To determine whether the difference was between OpenAI and Fireworks or the models themselves, I changed the backend API to try one more model provider – Anthropic. I made the following code changes to support this:

import Anthropic from '@anthropic-ai/sdk';
import { AnthropicStream, StreamingTextResponse } from 'ai';

const anthropic = new Anthropic({
  apiKey: process.env.ANTHROPIC_API_KEY || '',
});
export const runtime = 'edge';
export async function POST(req: Request) {
  const { messages } = await req.json();
  const response = await anthropic.beta.messages.create({
    messages,
    model: 'claude-2.1',
    stream: true,
    max_tokens: 300,
  });
  const stream = AnthropicStream(response);
  return new StreamingTextResponse(stream);
}

I first tried a message with the system and assistant prompt and got the following error

 ⨯ node_modules/@anthropic-ai/sdk/error.mjs (36:19) @ APIError.generate
 ⨯ 400 {"type":"error","error":{"type":"invalid_request_error","message":"messages: Unexpected role \"system\". The Messages API accepts a top-level `system` parameter, not \"system\" as an input message role."}}
null

I tried again this just an assistant message

 ⨯ node_modules/@anthropic-ai/sdk/error.mjs (36:19) @ APIError.generate
 ⨯ 400 {"type":"error","error":{"type":"invalid_request_error","message":"messages: first message must use the \"user\" role"}}
null

Finally, I tried with no initial chat messages and it worked.

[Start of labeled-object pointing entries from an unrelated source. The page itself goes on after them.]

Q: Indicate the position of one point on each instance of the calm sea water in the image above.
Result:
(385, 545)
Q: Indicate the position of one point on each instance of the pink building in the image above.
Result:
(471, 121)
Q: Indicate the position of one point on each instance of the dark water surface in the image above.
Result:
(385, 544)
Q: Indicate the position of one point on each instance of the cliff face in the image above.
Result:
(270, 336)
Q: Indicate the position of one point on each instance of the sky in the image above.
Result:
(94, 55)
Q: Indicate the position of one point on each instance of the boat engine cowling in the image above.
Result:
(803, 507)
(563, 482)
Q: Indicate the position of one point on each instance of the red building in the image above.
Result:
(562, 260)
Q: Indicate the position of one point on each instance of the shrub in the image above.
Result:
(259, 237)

More discrepancies between models.

Unfortunately, models aren’t quite plug and play. Further complicating this situation is the fact the prompts aren’t quite portable between models either – something I learned testing data extraction techniques with gpt-3.5 and gpt-4. The behavior of different models using the same prompt seems to be pretty inconsistent. Despite these challenges, the ai library is a huge help in building language model-based applications relative to the status-quo. Big thanks to Vercel for their work on this library. It’s helped me a lot.